The uncertainty in measuring velocity of a proton is 4×10³ m/s. The minimum uncertainty involved in measuring the position of proton will be?

Concept:

Heisenberg’s Uncertainty Principle:

It states that it is impossible to determine simultaneously, the exact position and exact momentum (or velocity) of an electron.
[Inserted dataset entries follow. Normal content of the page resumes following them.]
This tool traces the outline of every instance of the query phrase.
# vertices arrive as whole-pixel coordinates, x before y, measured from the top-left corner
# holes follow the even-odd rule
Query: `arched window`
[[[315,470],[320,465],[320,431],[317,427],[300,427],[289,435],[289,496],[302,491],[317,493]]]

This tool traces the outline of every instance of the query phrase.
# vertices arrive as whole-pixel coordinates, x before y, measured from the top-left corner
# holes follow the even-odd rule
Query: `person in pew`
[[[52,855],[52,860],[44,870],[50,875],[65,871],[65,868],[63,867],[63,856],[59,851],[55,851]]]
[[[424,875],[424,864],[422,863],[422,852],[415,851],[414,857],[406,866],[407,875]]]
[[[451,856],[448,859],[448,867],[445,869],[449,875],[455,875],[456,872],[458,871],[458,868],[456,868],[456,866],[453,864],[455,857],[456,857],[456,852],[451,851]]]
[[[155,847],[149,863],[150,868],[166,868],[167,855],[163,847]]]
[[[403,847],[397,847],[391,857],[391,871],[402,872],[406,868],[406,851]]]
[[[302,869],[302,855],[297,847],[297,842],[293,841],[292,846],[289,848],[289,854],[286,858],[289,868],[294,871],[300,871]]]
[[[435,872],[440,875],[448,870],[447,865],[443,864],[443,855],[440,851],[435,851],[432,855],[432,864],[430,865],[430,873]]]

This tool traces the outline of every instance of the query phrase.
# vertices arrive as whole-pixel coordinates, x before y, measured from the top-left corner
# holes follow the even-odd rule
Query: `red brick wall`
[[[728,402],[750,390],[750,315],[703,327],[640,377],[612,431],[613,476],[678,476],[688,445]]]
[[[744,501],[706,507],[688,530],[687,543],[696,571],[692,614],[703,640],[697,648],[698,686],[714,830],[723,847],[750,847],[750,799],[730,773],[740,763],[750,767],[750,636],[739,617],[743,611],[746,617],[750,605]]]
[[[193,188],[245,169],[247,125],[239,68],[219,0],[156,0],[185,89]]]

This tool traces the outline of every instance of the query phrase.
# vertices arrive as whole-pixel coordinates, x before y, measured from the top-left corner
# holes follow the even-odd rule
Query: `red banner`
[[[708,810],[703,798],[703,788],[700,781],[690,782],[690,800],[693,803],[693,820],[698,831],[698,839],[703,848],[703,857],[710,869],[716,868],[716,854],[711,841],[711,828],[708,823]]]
Mathematically, it can be given as 

\({\rm{Δ }}x × {\rm{Δ }}{p_x} ≥ \frac{h}{{4\pi }}\)

\({\rm{Δ }}x × {\rm{Δ }}{v_x} ≥ \frac{h}{{4\pi m}}\)

where ∆x is the uncertainty in position and ∆px (or ∆vx) is the uncertainty in momentum (or velocity) of the particle.

If the position of the electron is known with high degree of accuracy (∆x is small), then the velocity of the electron will be uncertain (∆(vx) is large).

On the other hand, if the velocity of the electron is known precisely (∆(vx) is small), then the position of the electron will be uncertain (∆x will be large).

Calculation:

Given:

Δvx = 4 × 10³ m/s, h = 6.63 × 10-34 J-s;

Mass of the proton = 1.67 × 10^-27 kg;

From the uncertainty principle,

\({\rm{Δ }}x × {\rm{Δ }}{v_x} ≥ \frac{h}{{4\pi m}} ⇒ {\rm{Δ }}x ≥ \frac{h}{{4\pi m{\rm{Δ }}{v_x}}}\)

\(⇒ Δ x ≥ \frac {6.63 × 10 ^{-34}}{4\pi × 1.67 × 10^{-27}×4×10^3}\)

⇒ ΔV_x ≥  7.9 × 10^-12 m

∴ minimum uncertainity involved in measuring the position will be 7.9 × 10^-12 m.